Jovem faz procedimento com agulhas em clínica de Salvador e vai parar na UTI com pneumotórax
Luana Omena afirma que sentiu dores intensas e falta de ar após liberação miofascial com dry needling em clínica da capital baiana
Foto: Rede Social
A fotógrafa soteropolitana Luana Omena viveu dias de desespero após realizar procedimentos fisioterapêuticos em uma clínica de Salvador. A profissional precisou ser internada na Unidade de Terapia Intensiva (UTI) após passar por duas técnicas no estabelecimento: uma liberação miofascial e um dry needling (agulhamento a seco).
Luana revelou que passou por uma experiência traumática após realizar a combinação dos dois procedimentos e, pouco tempo depois, começou a sentir dores intensas e falta de ar. Ao procurar atendimento médico, foi diagnosticada com pneumotórax, condição caracterizada pelo colapso do pulmão.
Apesar de não ter sofrido ferimentos visíveis, a fisioterapia, que incluía o uso de agulhas, teria provocado o problema.
De acordo com o relato publicado no Instagram na última terça-feira (31), Luana conheceu a clínica durante um trabalho realizado na capital baiana, em novembro de 2025. Ela contou que costuma fazer os procedimentos por sentir dores frequentes no trapézio e no pescoço.
“Fui bem atendida pela clínica e fui embora. Comecei a sentir um desconforto estranho no Uber”, relatou.
A fotógrafa afirmou que decidiu não divulgar o nome da unidade.
Segundo Luana, o quadro piorou após ela tomar banho e movimentar o cabelo para frente, quando a dor se intensificou.
“Eu estava sentindo uma dor que começava embaixo do seio esquerdo e chegava à parte da escápula. Quando senti falta de ar, fiquei desesperada e me joguei na cama, com muito medo. Deitei e fiquei tentando respirar fundo. Só que, todas as vezes que eu tentava respirar fundo, sentia muita dor”, disse.
Mesmo sentindo dores, ela chegou a tomar medicação e seguiu para um casamento onde faria um trabalho fotográfico. Durante o evento, começou a tossir e decidiu ligar para a clínica. Segundo ela, o profissional responsável orientou que procurasse uma emergência.
Luana contou que chegou a acreditar que estava tendo um infarto.
“Eu estava apavorada. Não conseguia parar de chorar. Minha dor não era ao toque, era interna”, contou.

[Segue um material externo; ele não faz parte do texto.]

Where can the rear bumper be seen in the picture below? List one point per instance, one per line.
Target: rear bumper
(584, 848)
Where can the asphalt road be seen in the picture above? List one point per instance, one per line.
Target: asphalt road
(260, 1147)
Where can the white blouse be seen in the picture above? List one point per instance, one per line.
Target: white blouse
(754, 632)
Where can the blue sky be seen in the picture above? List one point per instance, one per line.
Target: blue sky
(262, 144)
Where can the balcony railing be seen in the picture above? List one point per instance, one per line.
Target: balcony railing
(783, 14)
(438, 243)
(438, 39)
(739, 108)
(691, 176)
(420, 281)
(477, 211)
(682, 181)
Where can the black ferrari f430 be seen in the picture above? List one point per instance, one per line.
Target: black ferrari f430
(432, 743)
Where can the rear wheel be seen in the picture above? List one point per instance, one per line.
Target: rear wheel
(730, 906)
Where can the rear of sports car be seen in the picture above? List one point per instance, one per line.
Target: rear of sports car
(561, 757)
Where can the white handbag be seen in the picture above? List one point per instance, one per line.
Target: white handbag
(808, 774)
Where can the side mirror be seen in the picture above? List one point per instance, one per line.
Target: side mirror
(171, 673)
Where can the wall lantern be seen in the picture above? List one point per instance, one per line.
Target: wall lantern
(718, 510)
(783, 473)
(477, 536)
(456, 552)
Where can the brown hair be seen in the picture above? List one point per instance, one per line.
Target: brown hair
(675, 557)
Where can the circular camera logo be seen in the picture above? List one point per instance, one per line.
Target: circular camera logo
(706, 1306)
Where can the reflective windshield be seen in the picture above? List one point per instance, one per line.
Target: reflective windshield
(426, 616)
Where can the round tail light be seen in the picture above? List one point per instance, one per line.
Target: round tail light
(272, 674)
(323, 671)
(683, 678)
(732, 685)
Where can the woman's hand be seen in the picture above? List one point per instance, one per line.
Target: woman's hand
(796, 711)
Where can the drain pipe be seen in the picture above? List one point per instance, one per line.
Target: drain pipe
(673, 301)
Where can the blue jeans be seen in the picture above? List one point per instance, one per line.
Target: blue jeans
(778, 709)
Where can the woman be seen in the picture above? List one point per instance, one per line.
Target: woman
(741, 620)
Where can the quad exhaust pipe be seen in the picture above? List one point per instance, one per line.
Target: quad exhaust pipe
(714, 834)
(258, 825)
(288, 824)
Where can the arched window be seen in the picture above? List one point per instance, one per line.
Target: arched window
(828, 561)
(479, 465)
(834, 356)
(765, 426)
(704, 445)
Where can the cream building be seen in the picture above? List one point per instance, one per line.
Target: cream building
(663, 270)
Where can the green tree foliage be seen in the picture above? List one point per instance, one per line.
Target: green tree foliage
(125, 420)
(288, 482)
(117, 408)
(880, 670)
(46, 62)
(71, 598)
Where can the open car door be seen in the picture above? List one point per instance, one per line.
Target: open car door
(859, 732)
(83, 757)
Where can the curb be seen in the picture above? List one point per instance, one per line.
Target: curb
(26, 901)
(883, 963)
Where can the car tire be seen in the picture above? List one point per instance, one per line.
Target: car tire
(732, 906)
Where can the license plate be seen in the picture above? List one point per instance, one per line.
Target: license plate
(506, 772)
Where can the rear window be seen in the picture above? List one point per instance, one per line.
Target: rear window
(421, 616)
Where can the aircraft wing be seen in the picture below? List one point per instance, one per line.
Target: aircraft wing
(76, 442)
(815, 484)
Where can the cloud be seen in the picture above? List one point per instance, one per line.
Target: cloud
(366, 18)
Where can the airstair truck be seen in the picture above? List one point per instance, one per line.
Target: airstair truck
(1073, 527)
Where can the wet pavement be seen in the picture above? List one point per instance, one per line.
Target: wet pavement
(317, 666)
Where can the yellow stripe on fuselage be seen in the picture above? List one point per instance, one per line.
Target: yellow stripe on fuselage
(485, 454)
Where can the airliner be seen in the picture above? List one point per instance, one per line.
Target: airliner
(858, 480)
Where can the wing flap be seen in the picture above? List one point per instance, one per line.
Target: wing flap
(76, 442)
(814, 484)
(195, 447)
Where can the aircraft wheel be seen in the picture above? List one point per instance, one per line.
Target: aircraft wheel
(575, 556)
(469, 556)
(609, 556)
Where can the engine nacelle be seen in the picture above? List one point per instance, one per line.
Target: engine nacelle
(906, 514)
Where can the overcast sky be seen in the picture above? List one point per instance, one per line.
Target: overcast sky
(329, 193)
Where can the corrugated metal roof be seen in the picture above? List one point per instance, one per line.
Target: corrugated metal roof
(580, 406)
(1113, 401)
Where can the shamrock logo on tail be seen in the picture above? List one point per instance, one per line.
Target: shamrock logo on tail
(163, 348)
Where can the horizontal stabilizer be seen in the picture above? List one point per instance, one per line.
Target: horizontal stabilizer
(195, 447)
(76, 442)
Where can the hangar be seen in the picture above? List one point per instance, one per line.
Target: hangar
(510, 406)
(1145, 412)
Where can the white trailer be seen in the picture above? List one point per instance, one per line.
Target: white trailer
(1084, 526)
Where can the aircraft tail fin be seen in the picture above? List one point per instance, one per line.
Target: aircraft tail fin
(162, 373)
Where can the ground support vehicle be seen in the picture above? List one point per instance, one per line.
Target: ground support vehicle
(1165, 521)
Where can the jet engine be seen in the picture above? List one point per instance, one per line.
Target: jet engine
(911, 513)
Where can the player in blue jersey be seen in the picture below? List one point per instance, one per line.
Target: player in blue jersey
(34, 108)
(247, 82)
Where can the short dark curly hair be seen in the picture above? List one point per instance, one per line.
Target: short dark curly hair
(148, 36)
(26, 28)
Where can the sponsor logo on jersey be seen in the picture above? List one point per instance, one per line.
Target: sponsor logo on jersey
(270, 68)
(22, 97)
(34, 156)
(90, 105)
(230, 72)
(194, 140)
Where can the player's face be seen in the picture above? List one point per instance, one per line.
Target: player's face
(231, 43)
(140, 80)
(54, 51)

No hospital, a fotógrafa realizou exames de sangue e recebeu medicação para dor, mas afirmou que o desconforto persistia.
“Minha dor não passava, não diminuía. Os exames não deram nenhuma alteração”, relatou.
Após ser submetida a raio-X e angiotomografia, ela recebeu o diagnóstico de pneumotórax, condição que pode ser classificada em espontânea ou traumática. O tipo espontâneo pode ocorrer sem causa aparente, enquanto o traumático é provocado por alguma lesão física no tórax.
Inicialmente, o caso de Luana foi considerado espontâneo, mas a classificação foi alterada para traumático depois que os médicos souberam que ela havia feito o dry needling.
“Meu caso poderia ser muito pior se eu tivesse demorado mais para procurar uma emergência. Esse não é um caso simples. Pode levar até à morte”, disse Luana.
Ela ficou quatro dias internada, sendo dois dias na UTI e dois no apartamento.
Entenda os procedimentos
A liberação miofascial é uma técnica de terapia manual que aplica pressão em pontos de tensão para reduzir dores, aumentar a mobilidade e relaxar os músculos. Ela é indicada para alívio de contraturas, melhora da circulação e recuperação pós-treino, podendo ser realizada manualmente ou com acessórios, como rolos e bolinhas.
Já o dry needling (agulhamento a seco) é uma técnica fisioterapêutica invasiva que utiliza agulhas finas, sem medicamentos, para desativar pontos-gatilho e tratar a dor miofascial.